For a great many years I have taught a graduate course in which I asked students to study the nature of stories and the stories they tell in the classroom. Curriculum, of course, is the story we tell our children. I hold that  to interrogate our stories is to discover the person we present ourselves to ourselves and to others, though I must admit that this program doesn’t always go over very well . . . “What is this shit,” I often heard from bewildered and sometimes angry students.
     But I receive some supportive comfort in Dickens’ character of David Copperfield. David writes, “I set down this remembrance here because it is an instance to myself of the manner to which I fitted my old books to my altered life, and made stories for myself out of the streets, and out of men and women, and how some main points in the character I shall unconsciously develop, I suppose in writing my life, were gradually forming all this while . . .”  I have at times puzzled over these lines, but I think they suggest that David knows that his character evolved from the events of his life and the people with whom he had contact but that the character about which he will write derives unconsciously from the stories has once told and will now tell about his own life. In this way, I believe, David/Dickens suggests that the lives we declare to be ours are no less fictional stories than are the events of any intentional novel, short story or dramatic creation, and how our older stories become adapted to newer circumstances, events and acquaintances and become inevitably, then, fictional narratives. We are never fully known to ourselves or others except in the stories we tell about ourselves: we become our selves in our stories, and perhaps we are not much beyond those stories.

     And it interests me to consider that David says of his autobiographical tome, “This narrative is my written memory:” this narrative is David’s story and its narration creates the memory and the life. At the novel’s end the most secret current of his memory, that which did not ever come to the knowable surface, becomes the subject of the book’s conclusion, and narrates the consummation of his love of Agnes, a feeling that gnawed at him even in the midst of his passionate love for his wife, Dora. He had earlier written, “I had a great deal of work to do, and had many anxieties, but the same considerations made me keep them to myself. I am far from sure, now, that it was right to do this, but I did it for my child-wife’s sake. I search my breast, and I commit its secrets, if I know them, without any reservation to this paper.” You see, David knew then that it was Agnes that he truly loved, but it was the child-wife Dora he married. He did not at the time link these anxieties to his love for Agnes, but as he writes these earlier anxieties take shape and become defined by his relationship to Agnes.
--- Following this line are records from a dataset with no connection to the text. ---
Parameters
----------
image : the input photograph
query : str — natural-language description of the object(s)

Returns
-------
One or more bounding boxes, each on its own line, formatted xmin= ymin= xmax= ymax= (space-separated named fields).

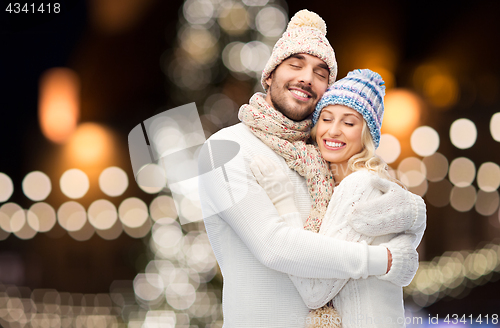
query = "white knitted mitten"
xmin=377 ymin=234 xmax=418 ymax=287
xmin=250 ymin=156 xmax=298 ymax=216
xmin=347 ymin=177 xmax=426 ymax=236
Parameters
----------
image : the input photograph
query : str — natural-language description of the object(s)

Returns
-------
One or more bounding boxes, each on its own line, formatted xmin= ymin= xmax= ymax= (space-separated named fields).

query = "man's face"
xmin=266 ymin=54 xmax=329 ymax=121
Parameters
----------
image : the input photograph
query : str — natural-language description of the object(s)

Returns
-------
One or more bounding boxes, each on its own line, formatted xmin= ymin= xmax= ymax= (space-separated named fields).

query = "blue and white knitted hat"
xmin=312 ymin=69 xmax=385 ymax=148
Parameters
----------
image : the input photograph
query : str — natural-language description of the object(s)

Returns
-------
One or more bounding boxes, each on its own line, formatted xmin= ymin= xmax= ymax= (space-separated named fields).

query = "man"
xmin=200 ymin=11 xmax=424 ymax=328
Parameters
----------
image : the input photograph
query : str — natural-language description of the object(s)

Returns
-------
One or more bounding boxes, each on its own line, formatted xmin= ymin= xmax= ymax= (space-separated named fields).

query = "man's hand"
xmin=386 ymin=248 xmax=392 ymax=273
xmin=250 ymin=156 xmax=298 ymax=215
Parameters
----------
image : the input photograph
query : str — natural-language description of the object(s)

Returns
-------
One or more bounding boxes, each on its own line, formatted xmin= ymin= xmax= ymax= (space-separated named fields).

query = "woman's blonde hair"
xmin=311 ymin=120 xmax=407 ymax=189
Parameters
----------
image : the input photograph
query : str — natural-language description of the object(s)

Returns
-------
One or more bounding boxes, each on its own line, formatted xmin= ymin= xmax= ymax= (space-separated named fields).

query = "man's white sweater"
xmin=199 ymin=123 xmax=418 ymax=328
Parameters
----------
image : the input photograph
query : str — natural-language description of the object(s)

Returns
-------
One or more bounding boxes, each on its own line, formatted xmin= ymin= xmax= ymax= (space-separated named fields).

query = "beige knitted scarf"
xmin=238 ymin=93 xmax=334 ymax=232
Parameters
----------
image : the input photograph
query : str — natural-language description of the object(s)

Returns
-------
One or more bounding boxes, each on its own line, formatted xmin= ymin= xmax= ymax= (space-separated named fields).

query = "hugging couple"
xmin=199 ymin=10 xmax=426 ymax=328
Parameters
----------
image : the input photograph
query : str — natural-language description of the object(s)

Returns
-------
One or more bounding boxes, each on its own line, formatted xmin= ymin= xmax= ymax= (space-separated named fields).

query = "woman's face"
xmin=316 ymin=105 xmax=363 ymax=165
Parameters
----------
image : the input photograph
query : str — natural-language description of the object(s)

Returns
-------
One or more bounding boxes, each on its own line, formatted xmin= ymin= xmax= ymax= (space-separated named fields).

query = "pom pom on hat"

     And I think many of us carry within us these secrets that only in writing we will learn. WE can form to the vague anxieties and turn them into our stories and our life.  It is in the writing that David will come to realize and to understand his love of Agnes and how the loss of her through his voluntary actions left a cratered emptiness in him that nothing but Agnes could fill. This David learns only through his writing.